New Mexico Brant said:


> The serial number is: USA748.
> I will try to get a tracing but the imprint is quite light. Would photos and measurements help?



Absolutely. I'd love to make a leather stamp for the new saddle. 

Sent from my SM-N950U using Tapatalk


----------



## blackcat (Oct 4, 2020)

Hello Brant;
We can say that he will have seen the country, i did not think that Colin still had him.
I am very happy for you that you have acquired him and as you say at home: he is in a good house now.
Regards;
Serge


----------



## Mercian (Nov 15, 2022)

Hi All,

So as not to crayon on the thread attached, a recently stolen 1917 to 18 HD bicycle had a saddle with a similar USA marked top.

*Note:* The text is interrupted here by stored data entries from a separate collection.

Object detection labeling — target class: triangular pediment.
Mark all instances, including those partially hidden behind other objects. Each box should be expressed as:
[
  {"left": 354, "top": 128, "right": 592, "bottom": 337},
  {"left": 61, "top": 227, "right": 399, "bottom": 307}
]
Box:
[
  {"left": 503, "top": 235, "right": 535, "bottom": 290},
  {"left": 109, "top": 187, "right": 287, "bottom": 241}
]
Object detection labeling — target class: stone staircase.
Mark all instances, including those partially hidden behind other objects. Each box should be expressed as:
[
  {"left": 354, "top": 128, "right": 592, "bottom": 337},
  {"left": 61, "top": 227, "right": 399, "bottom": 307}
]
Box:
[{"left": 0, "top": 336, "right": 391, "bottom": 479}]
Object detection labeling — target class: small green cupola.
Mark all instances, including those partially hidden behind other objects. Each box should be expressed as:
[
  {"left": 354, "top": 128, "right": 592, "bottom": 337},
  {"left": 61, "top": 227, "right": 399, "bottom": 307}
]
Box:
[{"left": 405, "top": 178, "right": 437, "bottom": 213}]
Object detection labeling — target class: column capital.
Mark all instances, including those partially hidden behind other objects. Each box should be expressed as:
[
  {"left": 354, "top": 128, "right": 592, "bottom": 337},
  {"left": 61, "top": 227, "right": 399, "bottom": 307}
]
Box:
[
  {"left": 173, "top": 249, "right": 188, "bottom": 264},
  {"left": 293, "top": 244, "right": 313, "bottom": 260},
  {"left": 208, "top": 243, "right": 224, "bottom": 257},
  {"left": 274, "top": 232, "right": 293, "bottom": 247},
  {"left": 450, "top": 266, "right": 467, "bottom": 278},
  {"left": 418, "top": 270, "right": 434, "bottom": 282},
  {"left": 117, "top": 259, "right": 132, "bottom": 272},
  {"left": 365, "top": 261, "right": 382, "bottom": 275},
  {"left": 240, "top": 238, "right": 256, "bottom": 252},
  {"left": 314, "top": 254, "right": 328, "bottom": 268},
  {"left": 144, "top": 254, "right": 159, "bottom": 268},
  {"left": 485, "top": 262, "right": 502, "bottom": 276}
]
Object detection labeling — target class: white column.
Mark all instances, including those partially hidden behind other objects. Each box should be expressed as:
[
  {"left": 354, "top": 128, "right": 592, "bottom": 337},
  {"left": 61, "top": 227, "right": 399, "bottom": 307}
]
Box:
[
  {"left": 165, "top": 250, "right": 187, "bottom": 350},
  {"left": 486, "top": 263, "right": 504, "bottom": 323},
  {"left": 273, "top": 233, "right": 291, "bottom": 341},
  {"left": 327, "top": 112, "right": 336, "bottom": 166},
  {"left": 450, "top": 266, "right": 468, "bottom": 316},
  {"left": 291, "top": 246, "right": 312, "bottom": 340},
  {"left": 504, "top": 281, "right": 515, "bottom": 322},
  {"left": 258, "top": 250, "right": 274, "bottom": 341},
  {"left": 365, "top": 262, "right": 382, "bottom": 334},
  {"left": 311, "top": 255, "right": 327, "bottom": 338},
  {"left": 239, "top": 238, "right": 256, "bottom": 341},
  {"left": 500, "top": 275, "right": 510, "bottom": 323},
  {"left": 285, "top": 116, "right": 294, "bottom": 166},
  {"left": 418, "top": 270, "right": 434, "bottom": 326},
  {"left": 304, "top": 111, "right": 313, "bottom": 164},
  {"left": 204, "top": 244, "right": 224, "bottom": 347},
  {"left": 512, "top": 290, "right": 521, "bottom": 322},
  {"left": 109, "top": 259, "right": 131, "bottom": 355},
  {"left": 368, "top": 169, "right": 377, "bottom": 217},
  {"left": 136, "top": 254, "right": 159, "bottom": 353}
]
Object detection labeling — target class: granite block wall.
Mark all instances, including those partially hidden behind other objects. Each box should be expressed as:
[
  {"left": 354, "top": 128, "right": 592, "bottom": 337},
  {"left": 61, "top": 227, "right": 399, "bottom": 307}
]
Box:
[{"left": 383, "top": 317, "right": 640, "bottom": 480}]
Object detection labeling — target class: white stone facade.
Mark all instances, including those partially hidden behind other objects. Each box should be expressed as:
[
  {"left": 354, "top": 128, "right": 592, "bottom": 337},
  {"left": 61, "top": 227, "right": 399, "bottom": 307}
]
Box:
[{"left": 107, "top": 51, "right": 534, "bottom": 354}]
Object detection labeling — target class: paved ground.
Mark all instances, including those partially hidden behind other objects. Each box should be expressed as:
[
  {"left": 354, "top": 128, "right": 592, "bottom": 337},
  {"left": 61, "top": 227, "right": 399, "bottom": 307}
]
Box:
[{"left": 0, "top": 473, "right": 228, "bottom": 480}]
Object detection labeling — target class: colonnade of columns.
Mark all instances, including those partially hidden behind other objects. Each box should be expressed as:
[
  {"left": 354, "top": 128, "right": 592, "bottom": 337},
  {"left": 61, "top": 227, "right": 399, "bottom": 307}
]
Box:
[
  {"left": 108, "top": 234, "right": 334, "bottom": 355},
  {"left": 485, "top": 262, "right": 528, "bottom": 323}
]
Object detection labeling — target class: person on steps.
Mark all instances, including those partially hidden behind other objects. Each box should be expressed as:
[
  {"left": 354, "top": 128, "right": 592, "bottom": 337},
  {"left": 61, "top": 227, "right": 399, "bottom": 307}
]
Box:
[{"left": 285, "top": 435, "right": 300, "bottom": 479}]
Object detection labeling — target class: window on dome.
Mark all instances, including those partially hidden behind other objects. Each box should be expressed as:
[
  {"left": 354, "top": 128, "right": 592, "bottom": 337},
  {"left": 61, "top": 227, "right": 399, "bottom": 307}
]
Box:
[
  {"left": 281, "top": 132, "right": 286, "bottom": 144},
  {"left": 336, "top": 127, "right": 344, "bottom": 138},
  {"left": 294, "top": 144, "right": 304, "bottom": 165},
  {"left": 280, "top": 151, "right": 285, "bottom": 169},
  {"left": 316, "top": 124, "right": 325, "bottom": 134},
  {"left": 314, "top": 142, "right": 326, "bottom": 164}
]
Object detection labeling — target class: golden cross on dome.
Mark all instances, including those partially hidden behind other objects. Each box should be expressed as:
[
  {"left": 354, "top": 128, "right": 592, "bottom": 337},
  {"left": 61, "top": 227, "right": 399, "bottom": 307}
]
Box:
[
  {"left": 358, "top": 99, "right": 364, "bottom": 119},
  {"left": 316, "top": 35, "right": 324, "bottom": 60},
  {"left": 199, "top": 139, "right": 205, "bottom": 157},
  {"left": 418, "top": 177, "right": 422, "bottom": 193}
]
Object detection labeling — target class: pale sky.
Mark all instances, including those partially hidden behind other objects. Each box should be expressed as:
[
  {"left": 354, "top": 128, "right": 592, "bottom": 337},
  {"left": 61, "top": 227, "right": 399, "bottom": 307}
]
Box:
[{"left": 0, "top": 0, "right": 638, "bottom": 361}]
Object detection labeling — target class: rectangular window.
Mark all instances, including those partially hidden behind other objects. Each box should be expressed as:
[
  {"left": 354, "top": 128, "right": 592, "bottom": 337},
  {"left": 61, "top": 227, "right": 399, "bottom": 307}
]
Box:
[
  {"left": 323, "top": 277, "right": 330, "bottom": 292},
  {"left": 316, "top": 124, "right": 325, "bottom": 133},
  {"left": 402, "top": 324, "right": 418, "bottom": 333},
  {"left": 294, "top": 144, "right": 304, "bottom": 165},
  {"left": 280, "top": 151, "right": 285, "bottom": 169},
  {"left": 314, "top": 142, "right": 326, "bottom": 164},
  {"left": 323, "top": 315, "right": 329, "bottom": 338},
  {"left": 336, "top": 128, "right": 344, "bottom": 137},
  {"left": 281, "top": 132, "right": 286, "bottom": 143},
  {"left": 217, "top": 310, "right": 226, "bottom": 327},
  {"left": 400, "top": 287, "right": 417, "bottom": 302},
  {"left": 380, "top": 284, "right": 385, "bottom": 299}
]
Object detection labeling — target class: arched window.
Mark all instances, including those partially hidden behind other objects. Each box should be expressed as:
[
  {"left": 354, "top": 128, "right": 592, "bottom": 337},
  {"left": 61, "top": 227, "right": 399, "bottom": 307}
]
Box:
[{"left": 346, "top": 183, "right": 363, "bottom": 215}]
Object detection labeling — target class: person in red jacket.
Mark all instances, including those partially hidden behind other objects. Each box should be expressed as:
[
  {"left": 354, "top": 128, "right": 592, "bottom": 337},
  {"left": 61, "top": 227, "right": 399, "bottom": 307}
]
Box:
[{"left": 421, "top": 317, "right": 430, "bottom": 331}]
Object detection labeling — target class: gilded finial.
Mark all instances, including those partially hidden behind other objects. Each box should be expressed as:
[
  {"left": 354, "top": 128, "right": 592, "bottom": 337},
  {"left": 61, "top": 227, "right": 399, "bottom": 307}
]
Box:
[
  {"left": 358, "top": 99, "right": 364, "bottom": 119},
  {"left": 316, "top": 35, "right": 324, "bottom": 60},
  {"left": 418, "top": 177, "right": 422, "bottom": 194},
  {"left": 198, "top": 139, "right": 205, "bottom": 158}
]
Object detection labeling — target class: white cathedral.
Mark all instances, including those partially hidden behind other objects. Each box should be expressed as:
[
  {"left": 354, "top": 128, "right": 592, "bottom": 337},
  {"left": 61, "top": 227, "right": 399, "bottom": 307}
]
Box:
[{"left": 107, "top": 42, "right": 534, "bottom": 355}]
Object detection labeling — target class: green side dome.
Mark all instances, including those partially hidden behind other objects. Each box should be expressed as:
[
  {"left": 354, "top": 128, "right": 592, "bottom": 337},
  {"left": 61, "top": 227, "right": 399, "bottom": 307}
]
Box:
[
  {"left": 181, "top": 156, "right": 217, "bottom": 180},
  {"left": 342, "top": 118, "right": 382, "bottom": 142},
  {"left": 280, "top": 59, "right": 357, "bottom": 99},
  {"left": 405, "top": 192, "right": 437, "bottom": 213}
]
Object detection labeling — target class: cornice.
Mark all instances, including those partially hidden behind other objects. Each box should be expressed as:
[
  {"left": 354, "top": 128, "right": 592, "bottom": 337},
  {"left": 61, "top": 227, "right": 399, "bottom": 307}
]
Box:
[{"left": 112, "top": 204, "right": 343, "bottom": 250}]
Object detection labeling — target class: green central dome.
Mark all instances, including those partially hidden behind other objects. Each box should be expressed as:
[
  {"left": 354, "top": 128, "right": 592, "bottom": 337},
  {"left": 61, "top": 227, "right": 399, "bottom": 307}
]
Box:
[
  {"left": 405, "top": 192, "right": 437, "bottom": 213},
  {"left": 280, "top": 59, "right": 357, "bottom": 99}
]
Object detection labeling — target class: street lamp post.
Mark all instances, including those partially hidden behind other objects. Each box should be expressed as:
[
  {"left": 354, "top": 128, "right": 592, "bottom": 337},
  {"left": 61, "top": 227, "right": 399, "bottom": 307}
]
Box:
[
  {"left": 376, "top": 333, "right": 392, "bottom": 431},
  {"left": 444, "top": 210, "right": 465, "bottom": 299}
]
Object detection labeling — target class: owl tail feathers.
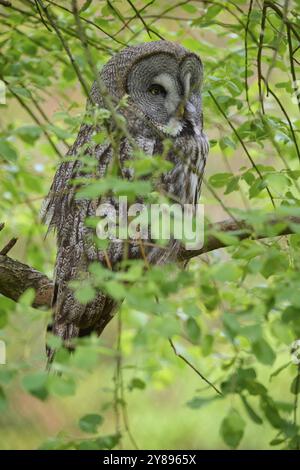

It has the word  MADE after it.














						1917 / 1918 Harley Davidson bicycle STOLEN yesterday from Harley dealership in Carroll, OH. | Antique Bicycles Pre-1933
					

An ORIGINAL Harley Davidson Motocyke was stolen from Harley Davidson dealership Sunday evening or yesterday morning 11/13/2022. Please be on the lookout for this rare original bicycle.  Original tires / paint etc.  Have owned since 1970 and was purchased from original buyer who bought it new...




					thecabe.com
				




Blow up added:





Best Regards

Adrian


----------



## New Mexico Brant (Nov 17, 2022)

This bicycle will be getting some love soon.  I have correct mudguards that have been blooming rust in the back pasture. The wheels will be changed out to G & J clinchers.  
Still waiting on a rider saddle with the U.S.A. imprint so the original can be preserved. Hopefully our compadre near the border will take up saddle covering in the near future.


----------